Making it clear from the onset that his remarks were personal and not the official views of CIMA, Mr. Ridley noted there have been expressions of dissatisfaction with the financial services industry and questions about its contributions to the Cayman Islands.
‘I consider these criticisms to be broadly unwarranted and unjustified,’ he said. ‘One only has to look at other small islands in the Caribbean and elsewhere to see the value of the financial services industry. It is that industry, not tourism, that has given the Bahamas, Bermuda, the Channel Islands and the Cayman Islands such high per capita [Gross Domestic Product].
‘After all, places such as the Dominican Republic and Jamaica dwarf us in terms of its total tourism activity; not so in per capita GDP.’
Mr.

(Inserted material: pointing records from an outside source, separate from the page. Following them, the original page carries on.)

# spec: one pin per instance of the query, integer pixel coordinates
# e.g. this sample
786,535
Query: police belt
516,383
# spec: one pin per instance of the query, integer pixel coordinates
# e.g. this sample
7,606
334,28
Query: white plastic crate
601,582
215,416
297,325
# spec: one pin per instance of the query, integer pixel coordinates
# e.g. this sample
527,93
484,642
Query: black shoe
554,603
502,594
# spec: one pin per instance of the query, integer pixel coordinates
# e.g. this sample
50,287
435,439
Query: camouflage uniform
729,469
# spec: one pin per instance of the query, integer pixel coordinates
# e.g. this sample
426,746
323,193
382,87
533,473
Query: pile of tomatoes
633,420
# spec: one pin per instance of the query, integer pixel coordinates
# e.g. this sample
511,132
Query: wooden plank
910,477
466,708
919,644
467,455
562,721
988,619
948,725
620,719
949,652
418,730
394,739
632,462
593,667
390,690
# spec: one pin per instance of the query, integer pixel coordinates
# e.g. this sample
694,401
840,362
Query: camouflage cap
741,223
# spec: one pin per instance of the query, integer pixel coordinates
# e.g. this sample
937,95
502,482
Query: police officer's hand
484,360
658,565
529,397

Ridley said there were a number of things that could be done to make sure the broader community understands and remains convinced that the financial services industry is critical to the well-being of the Cayman Islands.
‘First, I hope that we will see this year a broadly-based study showing the detailed economic impact of the entire financial services industry.’

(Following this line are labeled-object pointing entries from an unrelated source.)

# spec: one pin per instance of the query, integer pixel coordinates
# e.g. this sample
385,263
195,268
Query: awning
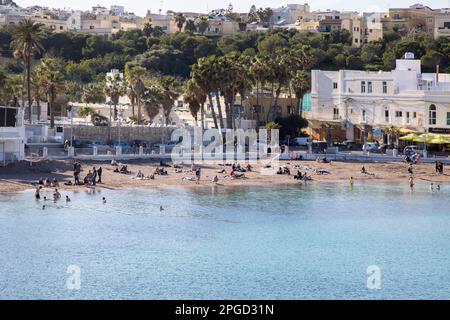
318,124
306,102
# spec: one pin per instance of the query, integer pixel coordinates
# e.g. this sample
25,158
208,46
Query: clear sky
140,7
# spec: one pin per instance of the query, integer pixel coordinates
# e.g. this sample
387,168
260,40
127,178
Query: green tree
27,41
179,19
52,80
190,26
202,24
114,89
94,93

Mr. Ridley said the financial services industry contributes more than direct revenue to government through fees.
‘The indirect benefit is significant – from customs duties and stamp duties to the car dealerships to the construction industry to the supermarkets.’

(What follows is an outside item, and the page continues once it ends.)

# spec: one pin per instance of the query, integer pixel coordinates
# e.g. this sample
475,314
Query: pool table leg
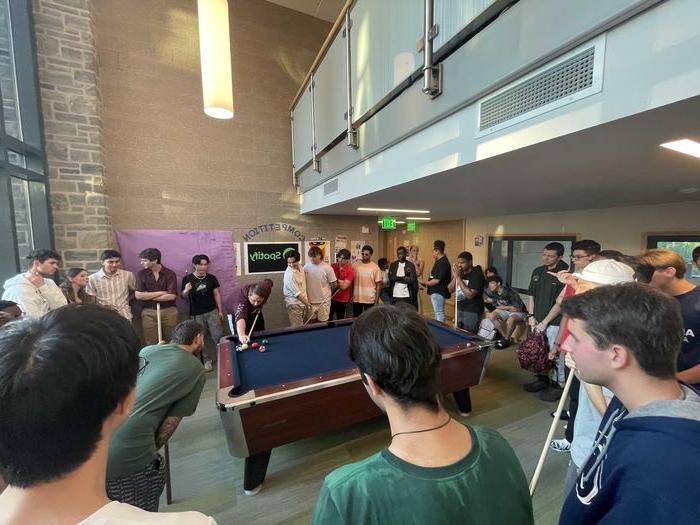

Mr. Ridley said many unrelated businesses benefit indirectly from the financial services industry and their owners often appear to be unaware of what drives their business and employment.
‘The car dealers, the construction companies, the supermarkets and so forth all feed at the table of the financial services industry,’ he said. ‘And if anyone is in doubt, cast your mind back to post-Hurricane Ivan. It was the financial industry, not the tourism industry, that kept the Islands going, paid the insurance claims and got the infrastructure rebuilt.
‘Employers of all kinds should regularly remind their staff who is the primary business generator for the Islands.’
Mr. Ridley pointed out that the financial services sector provided ‘responsible employers and quality employment opportunities, in contrast to the comparatively low-paying and seasonal jobs in the tourism sector.’
Concerning outsourcing, Mr. Ridley said people in Cayman had to accept it as a fact of life.
‘For Cayman to compete with low-cost centres in terms of labour – such as India – will always be a futile exercise,’ he said. ‘Protectionism is not the solution. Rather, we must focus on providing excellent service to high value-added business that uses as little labour as possible for the dollar produced.’
Mr. Ridley said Cayman needs to improve its efficiency and make greater investments in education, training and technology.
‘And it means our leadership must be willing to inform and educate our voters as to the way forward and not simply to respond to the short-term emotions of the electorate in order to secure their votes.’
Mr. Ridley also said competition, not more regulation, was the key to improving banking and insurance services for the consumer.
‘Market forces operating under a light-touch risk- based regulatory regime produce efficiencies and benefits for all,’ he said. ‘There is no reason in principle why qualified mortgage banks, car finance companies, internet banks or insurance companies should not enter the market in Cayman.’
With regard to having the Cayman Islands dollar tied in value to the now-weakened U.S. dollar, Mr. Ridley said it made compelling sense, given the dynamics of the Cayman economy.
‘But that necessarily means local interest rates for loans and deposits will be broadly similar to U.S. dollar rates, both upwards and downwards,’ he said. ‘The current weakness of the US and Cayman dollars should be used to market the improved value of our prices to those from Canada and Europe in particular.’
Mr. Ridley acknowledged that there were still some inequalities in Cayman.
‘This is not inherently wrong as long as society as a whole gets richer, there is a safety net for the very poor and everyone has an opportunity to climb up the ladder,’ he said. ‘So we must strive better to use our wealth generation powers to assist our less well-off residents, to provide better education and training and to better provide possibilities for advancement.’